End-of-the-year summations are popular as reporters look for stories to fill the holiday week between Christmas Eve and the New Year. Often, the releases are fluff, but once in a while, a reader can catch something valuable, and Tyler Durden, of Zerohedge did just that a few days ago. Durden noted the importance of the United Van Lines annual “National Movers’ Study”, which compiles their stats on how many people move, and where.
The key of the report? The state with the highest “flight rate”, and this year, that ignoble distinction goes to…
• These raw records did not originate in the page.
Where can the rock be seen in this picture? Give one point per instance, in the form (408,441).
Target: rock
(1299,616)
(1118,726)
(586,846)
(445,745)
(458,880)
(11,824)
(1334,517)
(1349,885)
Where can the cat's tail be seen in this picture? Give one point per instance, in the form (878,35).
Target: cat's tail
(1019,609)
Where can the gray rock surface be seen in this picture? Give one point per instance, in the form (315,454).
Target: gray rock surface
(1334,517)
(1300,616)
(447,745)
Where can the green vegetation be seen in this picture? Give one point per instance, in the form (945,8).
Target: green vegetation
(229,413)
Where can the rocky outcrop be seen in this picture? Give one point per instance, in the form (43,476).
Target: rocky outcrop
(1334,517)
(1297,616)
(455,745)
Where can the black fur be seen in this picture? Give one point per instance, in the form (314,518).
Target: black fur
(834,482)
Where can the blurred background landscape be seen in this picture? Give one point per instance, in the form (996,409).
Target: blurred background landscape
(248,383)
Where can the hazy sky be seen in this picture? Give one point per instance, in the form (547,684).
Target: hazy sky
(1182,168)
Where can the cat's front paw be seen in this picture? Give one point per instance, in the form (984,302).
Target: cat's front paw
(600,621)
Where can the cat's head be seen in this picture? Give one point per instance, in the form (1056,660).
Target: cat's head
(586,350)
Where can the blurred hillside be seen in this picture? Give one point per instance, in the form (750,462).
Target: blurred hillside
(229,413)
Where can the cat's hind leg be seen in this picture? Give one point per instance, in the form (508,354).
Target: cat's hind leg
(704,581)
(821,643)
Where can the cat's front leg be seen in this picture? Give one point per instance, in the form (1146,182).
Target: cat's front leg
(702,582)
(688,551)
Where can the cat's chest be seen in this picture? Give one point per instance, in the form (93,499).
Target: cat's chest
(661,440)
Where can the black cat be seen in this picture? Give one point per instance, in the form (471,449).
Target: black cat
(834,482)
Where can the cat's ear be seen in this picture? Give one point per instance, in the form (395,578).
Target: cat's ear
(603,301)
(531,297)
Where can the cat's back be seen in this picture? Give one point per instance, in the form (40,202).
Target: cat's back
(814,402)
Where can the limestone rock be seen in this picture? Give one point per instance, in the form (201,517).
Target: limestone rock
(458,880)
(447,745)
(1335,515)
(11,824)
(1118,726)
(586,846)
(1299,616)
New Jersey – which is significant for numerous reasons.
The study reveals:
Americans are on the move, relocating to western and southern parts of the country. The results of United Van Lines’ 42nd Annual National Movers Study, which tracks customers’ state-to-state migration patterns over the past year, revealed that more residents moved out of New Jersey than any other state in 2018, with 66.8 percent of New Jersey moves being outbound.
And – finger-in-socket-shocker! – New Jersey was closely followed by its physical and ideological neighbors, New York, and Connecticut…
In the Northeast, however, an outbound moving trend continues. New Jersey (66.8 percent), Connecticut (62 percent) and New York (61.5 percent) were included among the top 10 outbound states for the fourth consecutive year.
Poor Jersey. To be even less popular than New York and Connecticut? That takes some doing…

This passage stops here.